As Canadians, we are justifiably proud of our financial services sector, which employs over 750,000 people in well paying jobs, represents about 7% of Canada's GDP and is a leader in the use of information technology. We are the world leaders in this field. We aim to keep it that way. It is for this reason that the government has the long established practice of reviewing the statutes governing federally regulated financial institutions every five years. This mandatory review helps to maintain the safety and soundness of our sector.
How would this legislation accomplish these goals? Under the proposed legislation, certain larger foreign acquisitions of financial institutions would need the approval of the Minister of Finance. This merely reinstates some of the historical oversight provisions repealed by previous Liberal governments in early 2001. In practice, it would require ministerial approval if a federally regulated financial institution were to acquire a major foreign entity which significantly increased its assets by more than 10%.
This is a move supported, not only by industry stakeholders, but also by Julie Dickson, the Superintendent of Financial Institutions.
The legislation would also reflect the natural growth of the banking sector by increasing the large bank ownership threshold from $8 billion today, to $12 billion. This would have no impact on Canada's five large banks. They would continue to be subject to widely held requirements. This change would merely reflect growth in our financial sector.
Bill S-5 would also build on this government's proven record of improving consumer protection by making important changes to federal financial institution statutes. In particular, the bill would increase the maximum administrative penalty that the Financial Consumer Agency of Canada could levy from $200,000 to $500,000. It would confirm that Canadians, including bank customers, would be able to cash government cheques of amounts less than $1,500 free of charge at any bank in Canada.

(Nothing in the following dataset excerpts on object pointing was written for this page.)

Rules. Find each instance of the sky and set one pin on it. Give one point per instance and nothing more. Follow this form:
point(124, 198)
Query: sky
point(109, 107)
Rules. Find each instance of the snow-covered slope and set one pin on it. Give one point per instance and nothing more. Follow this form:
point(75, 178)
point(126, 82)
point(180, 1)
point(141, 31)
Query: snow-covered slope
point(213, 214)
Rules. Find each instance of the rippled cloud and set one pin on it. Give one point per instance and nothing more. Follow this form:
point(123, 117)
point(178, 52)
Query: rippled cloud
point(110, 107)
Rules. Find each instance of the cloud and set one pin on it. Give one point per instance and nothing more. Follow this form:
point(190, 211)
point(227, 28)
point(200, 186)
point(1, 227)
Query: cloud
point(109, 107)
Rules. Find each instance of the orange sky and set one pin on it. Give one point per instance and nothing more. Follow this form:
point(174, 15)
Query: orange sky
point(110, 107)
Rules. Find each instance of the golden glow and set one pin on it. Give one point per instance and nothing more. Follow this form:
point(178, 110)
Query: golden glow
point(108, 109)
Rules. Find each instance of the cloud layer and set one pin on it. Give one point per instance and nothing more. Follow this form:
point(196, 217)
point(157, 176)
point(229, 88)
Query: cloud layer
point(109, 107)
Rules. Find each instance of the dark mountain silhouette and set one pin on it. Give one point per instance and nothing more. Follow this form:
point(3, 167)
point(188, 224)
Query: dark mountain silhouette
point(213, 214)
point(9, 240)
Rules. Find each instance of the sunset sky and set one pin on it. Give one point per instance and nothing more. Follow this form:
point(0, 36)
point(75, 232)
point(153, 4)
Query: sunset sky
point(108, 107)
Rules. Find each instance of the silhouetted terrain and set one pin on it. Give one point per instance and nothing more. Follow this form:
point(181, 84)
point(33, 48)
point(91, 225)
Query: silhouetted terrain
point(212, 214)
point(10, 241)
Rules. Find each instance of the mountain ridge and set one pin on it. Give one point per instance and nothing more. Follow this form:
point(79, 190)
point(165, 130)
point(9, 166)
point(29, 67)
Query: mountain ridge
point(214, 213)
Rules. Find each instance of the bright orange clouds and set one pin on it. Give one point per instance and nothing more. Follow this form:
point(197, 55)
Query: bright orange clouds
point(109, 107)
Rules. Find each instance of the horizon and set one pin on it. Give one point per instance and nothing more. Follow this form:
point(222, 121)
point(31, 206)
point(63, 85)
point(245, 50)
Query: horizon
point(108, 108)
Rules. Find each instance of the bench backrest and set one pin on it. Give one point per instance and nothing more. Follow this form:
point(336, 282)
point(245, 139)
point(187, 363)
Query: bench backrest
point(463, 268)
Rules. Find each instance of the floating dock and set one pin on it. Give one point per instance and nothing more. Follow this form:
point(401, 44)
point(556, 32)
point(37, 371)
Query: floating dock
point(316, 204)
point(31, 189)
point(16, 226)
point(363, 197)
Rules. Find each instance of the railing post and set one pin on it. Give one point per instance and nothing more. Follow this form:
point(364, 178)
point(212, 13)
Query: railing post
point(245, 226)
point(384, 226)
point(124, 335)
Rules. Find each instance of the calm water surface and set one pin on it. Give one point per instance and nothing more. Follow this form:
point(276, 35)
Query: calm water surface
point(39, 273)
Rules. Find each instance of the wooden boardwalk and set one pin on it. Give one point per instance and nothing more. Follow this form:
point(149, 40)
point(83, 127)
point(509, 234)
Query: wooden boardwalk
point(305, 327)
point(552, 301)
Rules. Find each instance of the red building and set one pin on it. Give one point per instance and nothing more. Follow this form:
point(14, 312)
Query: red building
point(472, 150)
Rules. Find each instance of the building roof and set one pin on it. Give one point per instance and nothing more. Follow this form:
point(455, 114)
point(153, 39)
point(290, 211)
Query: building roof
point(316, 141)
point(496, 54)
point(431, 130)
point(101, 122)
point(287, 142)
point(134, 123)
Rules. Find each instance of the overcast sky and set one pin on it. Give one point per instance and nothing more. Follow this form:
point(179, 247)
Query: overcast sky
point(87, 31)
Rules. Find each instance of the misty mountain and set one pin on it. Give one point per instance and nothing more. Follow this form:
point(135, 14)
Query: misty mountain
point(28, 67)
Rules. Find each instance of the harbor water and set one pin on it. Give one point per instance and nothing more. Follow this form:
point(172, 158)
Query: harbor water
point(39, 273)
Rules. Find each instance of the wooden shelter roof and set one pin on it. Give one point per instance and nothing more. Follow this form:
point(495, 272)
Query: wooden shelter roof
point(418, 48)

The legislation would also demonstrate this government's continuing support for credit unions. Building on the federal credit union charter, Bill S-5 would amend the Canadian Payments Act so credit unions would fall within the co-operatives class in the act rather than the bank class.
Speaking to this change, the Credit Union Central of Canada, which is the national association of credit unions in Canada, had this to say:
Placing the federal credit union in the cooperatives class will preserve and strengthen the credit union system representation at the CPA. It will ensure that a federal credit union will be represented by a director, who speaks for the interests of cooperative financial institutions in CPA matters.
In short, this change would promote a level playing field within the financial sector, which would generate competition in the industry, which would ensure a stronger, more stable system overall. Bill S-5 would also include a number of technical refinements to ensure the effective implementation of what is referred to as a bridge bank tool. This would build on our government's commitment in the 2009 budget to strengthen the authorities of the Canada Deposit Insurance Corporation, to effectively preserve the critical functions of a financial institution in dire straits and to help maintain stability in the financial system.
I would like to finish by saying that it is constant improvements like those included in Bill S-5 that make Canada's financial system the envy of the world. Surely, even the members of the opposition can see that it is the routine fine tuning of Canada's financial institution legislation that would keep our financial system strong, stable and flexible for Canadians. On that note, I urge the members of the opposition to stand and support the swift passage of this very important legislation.